Mitt Romney did missionary work in France and famously stashed some serious money abroad, but beyond those, foreign affairs have not been his big life focus. Now, he’s getting close to the White House. And telling the country he would be more assertive, globally, than President Obama.
Talking tough on Iran, China, Russia. Railing against defense cuts. But what would he really bring? More Obama style? Bush-Cheney redux? His own way? War? Peace? Trade war?
This hour, On Point: From Tampa, Mitt Romney and the world.
David Frum, a contributing editor at Newsweek and The Daily Beast and a CNN contributor. He was a speechwriter for George W. Bush.
Mitchell Reiss, a foreign policy adviser to Mitt Romney. A former diplomat, he’s now the president of Washington College.
Gideon Rachman, chief foreign affairs correspondent at the Financial Times.

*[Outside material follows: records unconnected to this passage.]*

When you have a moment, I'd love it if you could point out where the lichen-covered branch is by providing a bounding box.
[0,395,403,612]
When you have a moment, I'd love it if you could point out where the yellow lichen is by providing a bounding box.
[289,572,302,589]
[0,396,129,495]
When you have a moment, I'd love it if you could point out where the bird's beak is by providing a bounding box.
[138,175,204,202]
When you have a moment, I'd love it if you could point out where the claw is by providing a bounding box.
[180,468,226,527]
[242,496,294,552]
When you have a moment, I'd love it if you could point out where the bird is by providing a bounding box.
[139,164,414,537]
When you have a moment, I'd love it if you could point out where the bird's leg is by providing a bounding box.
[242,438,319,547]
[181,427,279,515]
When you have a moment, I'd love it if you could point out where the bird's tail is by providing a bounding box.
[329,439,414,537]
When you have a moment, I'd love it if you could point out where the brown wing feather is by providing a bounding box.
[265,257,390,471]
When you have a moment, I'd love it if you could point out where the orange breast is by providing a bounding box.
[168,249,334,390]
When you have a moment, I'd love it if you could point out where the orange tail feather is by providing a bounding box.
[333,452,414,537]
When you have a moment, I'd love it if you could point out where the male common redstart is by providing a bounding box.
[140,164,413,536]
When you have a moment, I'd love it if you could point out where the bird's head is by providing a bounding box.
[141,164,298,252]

Jack Beatty, On Point news analyst.
From Tom’s Reading List
New York Times “But in the long stretch before the Republican convention in August, the battle for Mr. Romney’s mind on the key foreign policy questions that have defined the past few decades will have to be joined: When is a threat to America so urgent that the United States should intervene unilaterally? Is it worth the cost and casualties to rebuild broken societies? Should America feel it must always be in the lead — as Mr. Romney seems to argue — or let other powers play that role when their interests are more directly affected?”

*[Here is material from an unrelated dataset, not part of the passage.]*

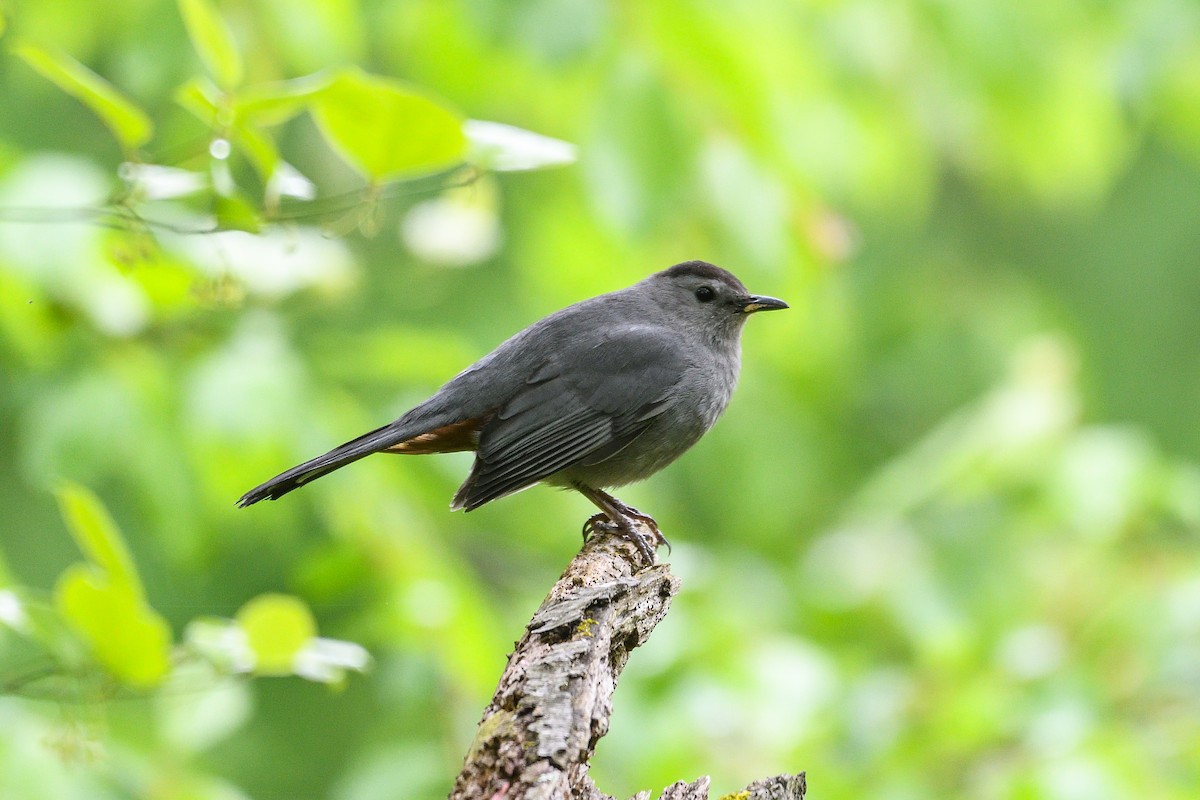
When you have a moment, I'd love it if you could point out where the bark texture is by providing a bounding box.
[450,533,805,800]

Foreign Policy “As Romney considers possible running mates, it’s worth remembering that he pointed to Dick Cheney as the “kind of person I’d like to have” working with him. Likewise, the policies that Romney has advocated — like indefinitely leaving our troops in Iraq and Afghanistan, for example — are continuations of the Bush-Cheney doctrine, version 2.0.”

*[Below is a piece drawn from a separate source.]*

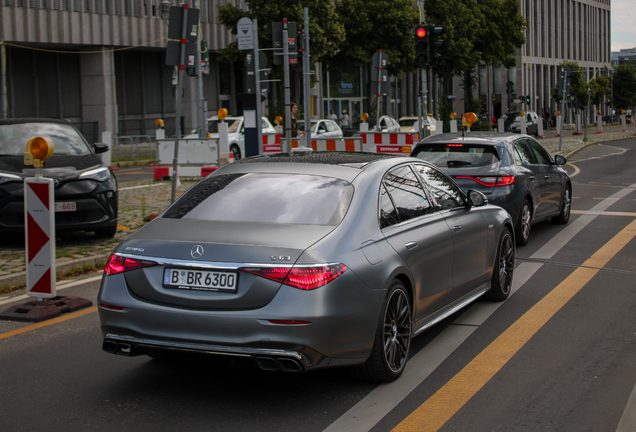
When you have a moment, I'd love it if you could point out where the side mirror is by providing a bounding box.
[554,155,568,165]
[93,143,110,154]
[468,189,488,207]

Foreign Policy “It is said this election will turn on domestic and economic issues, and barring any major international upheavals, this is probably right. But it is also true that our domestic and economic success is both a central cause and an enduring benefit of our global leadership — our ability and willingness to shape international events in line with our interests and values. We are now engaged in a great debate over whether America’s core challenge is how to manage our own decline as a great power — or how to renew our capacity to carry on our proud tradition of world leadership. Ultimately, this is what’s at stake in this election, and the stakes could not be higher.”